How Germany will legalize cannabis was leaked to the RND newspaper group this past week. If signed into law, this means Germans will be able to buy, sell, and grow legal cannabis.
The leaked plan also suggests the Germans will limit advertising and ban any promotion of consumption.
How Germany Will Legalize Cannabis
How Germany will legalize cannabis has been on many people’s minds since the centre-left coalition came to power last year. German bureaucrats have been visiting US legal states like California to understand how to legalize cannabis successfully.
Interestingly, when Chancellor Olaf Scholz visited Canada recently, cannabis legalization was not one of the topics discussed.
The plan circulating German halls of government is more incremental than comprehensive. Still, it’s a significant step compared to European countries decriminalizing cannabis (like Portugal).
Germany is the wealthiest and most populous European Union nation. How Germany will legalize cannabis is just as important as when.
The German coalition government promised legalization in November 2021.
Details of the Plan
The leaked paper results from an inquiry by Germany’s commissioner on narcotic drugs. Like the Canadian “task force” leading up to legalization, the German government appointed their own task force. Burkhard Blienert addressed the issue.
The Blienert plan would legalize the purchase and possession of up to 20 grams of cannabis by adults. The plan also permits Germans to cultivate two cannabis plants per household.
It proposes Germans who want to sell cannabis can do so in licensed specialty shops and pharmacies. (Pharmacies are better equipped to handle rural areas, says the paper).
Unlike Canada, the Germans are interested in having these specialty shops double as consumption centres. There is also talk about “coffee shops” like in Amsterdam.

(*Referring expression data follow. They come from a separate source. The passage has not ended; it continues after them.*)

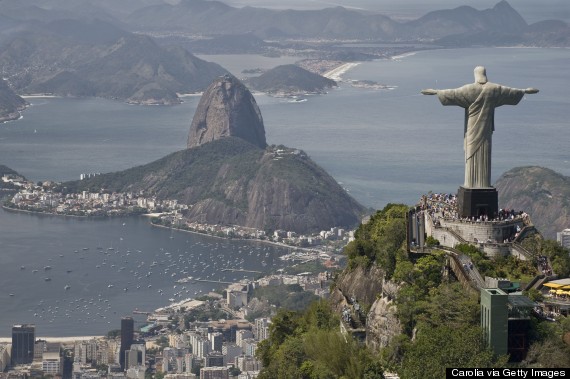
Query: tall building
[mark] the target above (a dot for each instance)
(214, 373)
(23, 339)
(127, 336)
(216, 341)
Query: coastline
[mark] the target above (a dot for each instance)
(336, 73)
(241, 239)
(55, 339)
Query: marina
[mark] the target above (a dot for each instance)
(154, 271)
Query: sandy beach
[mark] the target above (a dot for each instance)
(336, 73)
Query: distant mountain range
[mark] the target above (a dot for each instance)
(462, 26)
(288, 80)
(74, 58)
(10, 103)
(543, 193)
(85, 48)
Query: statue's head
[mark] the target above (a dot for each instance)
(480, 75)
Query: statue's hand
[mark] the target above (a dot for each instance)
(429, 92)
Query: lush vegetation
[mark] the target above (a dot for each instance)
(309, 346)
(380, 240)
(500, 267)
(558, 256)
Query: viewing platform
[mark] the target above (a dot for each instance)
(437, 216)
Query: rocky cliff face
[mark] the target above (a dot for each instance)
(540, 192)
(368, 288)
(227, 108)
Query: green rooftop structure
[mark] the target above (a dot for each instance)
(494, 319)
(505, 320)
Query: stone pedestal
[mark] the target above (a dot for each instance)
(475, 202)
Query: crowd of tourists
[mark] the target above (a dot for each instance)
(444, 205)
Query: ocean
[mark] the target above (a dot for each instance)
(382, 145)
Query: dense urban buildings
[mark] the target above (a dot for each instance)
(23, 339)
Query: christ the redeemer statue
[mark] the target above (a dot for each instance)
(479, 100)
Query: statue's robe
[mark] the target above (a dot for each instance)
(479, 101)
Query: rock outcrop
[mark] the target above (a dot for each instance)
(290, 80)
(542, 193)
(227, 108)
(367, 288)
(229, 181)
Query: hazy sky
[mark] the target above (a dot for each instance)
(531, 10)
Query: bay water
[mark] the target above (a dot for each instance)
(381, 145)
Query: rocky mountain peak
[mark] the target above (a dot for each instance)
(227, 108)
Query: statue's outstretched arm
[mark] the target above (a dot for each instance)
(431, 92)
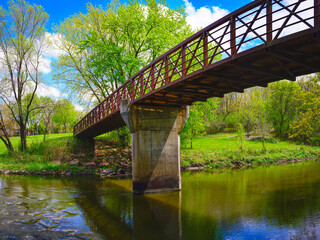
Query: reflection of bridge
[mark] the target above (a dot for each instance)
(262, 42)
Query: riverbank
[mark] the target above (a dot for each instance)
(59, 156)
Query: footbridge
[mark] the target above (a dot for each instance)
(262, 42)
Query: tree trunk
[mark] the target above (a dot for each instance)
(23, 137)
(8, 143)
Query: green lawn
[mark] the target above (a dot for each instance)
(35, 139)
(210, 151)
(224, 149)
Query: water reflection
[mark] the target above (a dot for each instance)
(278, 202)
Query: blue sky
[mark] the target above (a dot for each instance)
(61, 9)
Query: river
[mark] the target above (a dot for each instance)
(274, 202)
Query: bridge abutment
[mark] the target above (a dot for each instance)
(155, 145)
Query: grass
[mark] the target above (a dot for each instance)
(223, 150)
(39, 155)
(219, 150)
(32, 140)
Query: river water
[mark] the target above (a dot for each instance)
(275, 202)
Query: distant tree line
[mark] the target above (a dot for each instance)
(284, 109)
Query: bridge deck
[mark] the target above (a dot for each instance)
(189, 72)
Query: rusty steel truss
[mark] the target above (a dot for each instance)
(262, 42)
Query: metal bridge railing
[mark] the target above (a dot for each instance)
(259, 22)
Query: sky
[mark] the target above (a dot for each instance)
(199, 14)
(58, 10)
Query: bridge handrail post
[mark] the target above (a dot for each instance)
(205, 48)
(183, 54)
(316, 13)
(269, 21)
(166, 69)
(132, 89)
(233, 35)
(153, 85)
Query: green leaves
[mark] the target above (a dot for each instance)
(106, 46)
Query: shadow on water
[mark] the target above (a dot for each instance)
(278, 202)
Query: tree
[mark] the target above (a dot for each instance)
(104, 47)
(260, 113)
(195, 125)
(282, 105)
(21, 48)
(5, 126)
(65, 114)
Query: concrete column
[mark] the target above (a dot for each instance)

As part of their “public health” approach to legalization, the Blienert plan recommends a THC potency cap of 15 percent.
Interestingly, they also recommend a different age-restricted THC cap for young adults. If you’re over 18 but under 21, the law will prevent you from purchasing cannabis with over 10 percent THC.
The United Nations Single Convention on Narcotic Drugs from 1961 prevents nation-states from legalizing cannabis.

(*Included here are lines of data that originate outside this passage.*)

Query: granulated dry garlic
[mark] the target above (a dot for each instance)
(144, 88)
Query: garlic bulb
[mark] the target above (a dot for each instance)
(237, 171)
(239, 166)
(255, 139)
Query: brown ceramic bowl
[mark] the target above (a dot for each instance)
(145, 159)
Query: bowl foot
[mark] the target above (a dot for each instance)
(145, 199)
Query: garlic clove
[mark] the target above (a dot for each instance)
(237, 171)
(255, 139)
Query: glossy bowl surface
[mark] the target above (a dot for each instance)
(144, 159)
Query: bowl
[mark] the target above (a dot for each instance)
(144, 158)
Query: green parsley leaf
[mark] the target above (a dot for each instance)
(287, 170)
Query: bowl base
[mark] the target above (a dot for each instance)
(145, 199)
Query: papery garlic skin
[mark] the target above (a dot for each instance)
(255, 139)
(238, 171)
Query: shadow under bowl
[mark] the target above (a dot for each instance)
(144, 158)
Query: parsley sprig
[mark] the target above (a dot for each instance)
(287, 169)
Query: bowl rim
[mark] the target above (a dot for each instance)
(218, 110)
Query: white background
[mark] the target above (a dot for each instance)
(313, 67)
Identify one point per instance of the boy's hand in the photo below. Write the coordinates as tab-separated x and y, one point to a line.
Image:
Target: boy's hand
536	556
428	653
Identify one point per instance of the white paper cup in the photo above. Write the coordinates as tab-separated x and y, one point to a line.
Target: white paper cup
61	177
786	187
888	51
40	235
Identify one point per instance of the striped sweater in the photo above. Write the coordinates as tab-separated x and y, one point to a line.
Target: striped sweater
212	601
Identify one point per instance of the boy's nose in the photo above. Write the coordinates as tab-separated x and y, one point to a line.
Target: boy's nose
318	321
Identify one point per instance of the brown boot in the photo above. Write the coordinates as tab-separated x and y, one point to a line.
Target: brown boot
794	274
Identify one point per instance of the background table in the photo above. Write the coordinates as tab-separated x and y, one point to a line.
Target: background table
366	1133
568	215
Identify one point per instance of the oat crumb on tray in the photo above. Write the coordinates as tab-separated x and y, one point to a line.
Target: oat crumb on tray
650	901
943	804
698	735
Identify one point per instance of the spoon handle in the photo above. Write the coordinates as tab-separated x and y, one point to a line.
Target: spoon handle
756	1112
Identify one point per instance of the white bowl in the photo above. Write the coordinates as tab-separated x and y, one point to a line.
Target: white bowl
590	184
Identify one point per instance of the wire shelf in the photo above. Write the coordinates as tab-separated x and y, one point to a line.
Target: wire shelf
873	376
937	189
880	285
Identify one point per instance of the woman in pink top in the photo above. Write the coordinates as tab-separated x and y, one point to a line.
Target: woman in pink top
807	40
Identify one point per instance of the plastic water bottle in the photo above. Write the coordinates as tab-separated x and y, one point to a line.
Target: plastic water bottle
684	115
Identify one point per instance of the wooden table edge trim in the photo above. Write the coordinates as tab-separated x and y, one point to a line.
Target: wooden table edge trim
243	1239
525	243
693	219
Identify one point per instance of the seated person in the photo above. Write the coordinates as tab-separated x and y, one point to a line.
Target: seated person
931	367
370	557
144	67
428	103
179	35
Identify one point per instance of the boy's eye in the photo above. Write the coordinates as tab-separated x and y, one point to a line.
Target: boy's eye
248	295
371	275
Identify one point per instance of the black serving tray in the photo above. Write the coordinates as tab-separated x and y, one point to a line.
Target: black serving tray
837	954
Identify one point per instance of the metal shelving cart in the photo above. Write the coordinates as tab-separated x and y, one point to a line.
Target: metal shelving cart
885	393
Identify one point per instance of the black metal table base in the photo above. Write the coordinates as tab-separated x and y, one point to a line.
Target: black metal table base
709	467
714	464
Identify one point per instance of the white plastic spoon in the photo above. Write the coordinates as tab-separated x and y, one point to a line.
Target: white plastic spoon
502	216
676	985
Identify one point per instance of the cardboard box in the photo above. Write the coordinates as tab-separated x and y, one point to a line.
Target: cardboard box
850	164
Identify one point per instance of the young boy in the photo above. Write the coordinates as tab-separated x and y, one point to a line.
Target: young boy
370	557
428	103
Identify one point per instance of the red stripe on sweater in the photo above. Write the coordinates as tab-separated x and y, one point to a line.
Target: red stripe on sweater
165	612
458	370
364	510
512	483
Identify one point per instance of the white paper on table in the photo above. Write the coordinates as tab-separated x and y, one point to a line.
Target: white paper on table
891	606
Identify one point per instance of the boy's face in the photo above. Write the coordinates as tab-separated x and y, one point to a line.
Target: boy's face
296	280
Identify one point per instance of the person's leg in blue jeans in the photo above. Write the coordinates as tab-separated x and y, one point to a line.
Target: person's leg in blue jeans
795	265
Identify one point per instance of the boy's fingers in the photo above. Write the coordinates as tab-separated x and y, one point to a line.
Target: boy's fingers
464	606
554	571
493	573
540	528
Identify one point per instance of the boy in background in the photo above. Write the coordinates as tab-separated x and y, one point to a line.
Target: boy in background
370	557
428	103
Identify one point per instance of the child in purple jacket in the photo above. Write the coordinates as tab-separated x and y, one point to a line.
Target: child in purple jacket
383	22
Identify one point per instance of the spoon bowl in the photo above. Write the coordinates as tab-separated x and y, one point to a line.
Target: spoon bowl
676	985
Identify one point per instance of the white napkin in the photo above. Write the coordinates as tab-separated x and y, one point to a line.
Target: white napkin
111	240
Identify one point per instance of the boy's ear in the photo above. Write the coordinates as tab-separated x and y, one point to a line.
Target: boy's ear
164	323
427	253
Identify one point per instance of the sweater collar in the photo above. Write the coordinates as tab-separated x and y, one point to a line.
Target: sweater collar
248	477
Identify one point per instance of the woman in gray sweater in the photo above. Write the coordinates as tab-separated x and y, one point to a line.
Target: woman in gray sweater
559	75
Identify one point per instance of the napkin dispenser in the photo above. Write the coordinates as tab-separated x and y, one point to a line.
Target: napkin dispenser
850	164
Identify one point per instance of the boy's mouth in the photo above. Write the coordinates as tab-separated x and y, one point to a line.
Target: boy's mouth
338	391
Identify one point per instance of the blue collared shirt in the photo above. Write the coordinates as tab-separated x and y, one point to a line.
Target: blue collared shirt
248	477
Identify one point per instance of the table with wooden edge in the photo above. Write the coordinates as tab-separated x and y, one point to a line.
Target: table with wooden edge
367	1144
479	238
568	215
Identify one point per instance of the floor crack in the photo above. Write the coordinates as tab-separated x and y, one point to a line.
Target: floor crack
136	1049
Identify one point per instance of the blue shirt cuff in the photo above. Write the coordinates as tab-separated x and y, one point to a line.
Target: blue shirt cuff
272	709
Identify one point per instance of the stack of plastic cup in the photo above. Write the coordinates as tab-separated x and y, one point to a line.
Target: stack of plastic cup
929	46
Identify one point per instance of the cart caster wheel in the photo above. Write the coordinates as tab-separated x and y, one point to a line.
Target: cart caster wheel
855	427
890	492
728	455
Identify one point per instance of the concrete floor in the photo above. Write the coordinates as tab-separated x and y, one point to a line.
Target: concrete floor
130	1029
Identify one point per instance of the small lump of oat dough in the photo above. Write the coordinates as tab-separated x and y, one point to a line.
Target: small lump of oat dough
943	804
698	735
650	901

Uruguay and Canada ignored the Convention when they legalized cannabis. The situation is a little more complicated in Germany since they are also signatories to European laws preventing cannabis legalization.
The Blienert plan recommends producing and selling cannabis exclusively in Germany to get around this issue.
How Germany will legalize cannabis will no doubt be a shock to the large Canadian producers who hoped to be the supplier of cannabis in Germany.
Criticisms of How Germany Will Legalize Cannabis
Germany’s government is a coalition of left-wing political parties. The Blienert plan accommodates all the different interests in how Germany will legalize cannabis.
But as the saying goes, you can’t please all the people all the time.
Kristine Lütke, a politician in the three parties of the ruling coalition, took to Twitter to voice her dissent. Calling the THC caps and different rules for young adults “Unnecessarily restrictive!”
She tweeted that these rules “will drive consumers to the black market. A disaster for youth, health & consumer protection.”
Others are more welcoming of the Blienert plan but expect parliament to change some details on how Germany will legalize cannabis.
As of this publication, the Health Ministry of the coalition government has not released an official statement on the Blienert plan to legalize cannabis.